Some time later, again upon the insistence of that same friend, I tried my hand at Resident Evil 4. Both my friend and the reviews I had read online assured me that this was the greatest adventure game of all time. My brother gave it to me for Christmas and boxing day I clicked the disc out of it's ominous looking white case, slotted it into the drive and apprehensively started upon my journey. Now, while it was obvious that they had turned down the Terror knob in favour of cranking up the Action knob, the tension was still there. Every door that I came to took an amazing amount of courage just to open. Every corner that I came across took twice as long to round because of the speed at which my cowardly character would move.
What could only be described as a ‘master stroke’ from the developers was the limited supply of ammunition available. Every time I would discover or purchase a better weapon, the ammo would be scarce. Most of the time I slugged it out using only my pistol to save the bigger ammo for when I would really need it. Couple this with the fact that later on in the game I was assigned the task of escorting the President’s useless helpless daughter back to the rescue chopper, the game was not making it easy for me to get over my fear. At that point I could barely look after myself and to be honest, I’m the type of guy who would run screaming towards the exit of a descending plane pushing women and children out of the way to save my own arse. And FYI, using the poor girl as a shield is not an effective way to roll.

By that point it occured to me that I wasn’t enjoying the game. This was supposed to be the ultimate action adventure title and I wasn’t having any fun. I was too worried about what was chasing after me to enjoy the fantastic puzzle solving, or the colossal monsters. This wasn’t the first time that this had happened. Splinter Cell: Double Agent gave me the same sensation. Both games I spent clenching my cheeks harder than that time my friends took me for a game of pool at the Wickham. The fact that I couldn’t enjoy such a great game really annoyed me. I jumped online to look at clips from future levels of the game and while they looked spectacular, I knew that I would never be able to progress that far without acquiring some kind of oxygen machine and setting it up next to my coffee table.
So this week Dead Space is released.
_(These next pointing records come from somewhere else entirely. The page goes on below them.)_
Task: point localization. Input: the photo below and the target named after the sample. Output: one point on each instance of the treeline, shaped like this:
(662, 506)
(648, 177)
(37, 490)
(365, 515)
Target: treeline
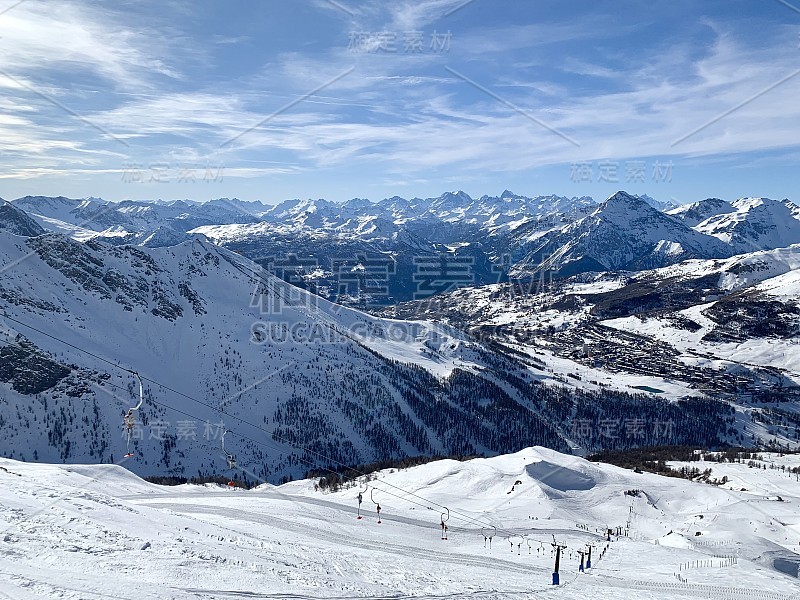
(172, 480)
It shouldn’t surprise you that I am not excited about this title and if you think my name will be at the bottom of our review, you obviously haven’t been paying attention. Sure it looks fantastic and the mood of the game wouldn’t be out of place in a Hollywood thriller, but if I had to sit through the entire game it would be lucky to get 1 star out of pure contempt towards the writers, developers and all parties involved.
From now on, I treat anyone who recommends I play a game from the Survival Horror genre as I would a Jehovah’s Witness that knocks on my door. Don’t push your beliefs on me, I’m quite happy playing games that don’t require I pop a Zoloft just to make it to the first checkpoint.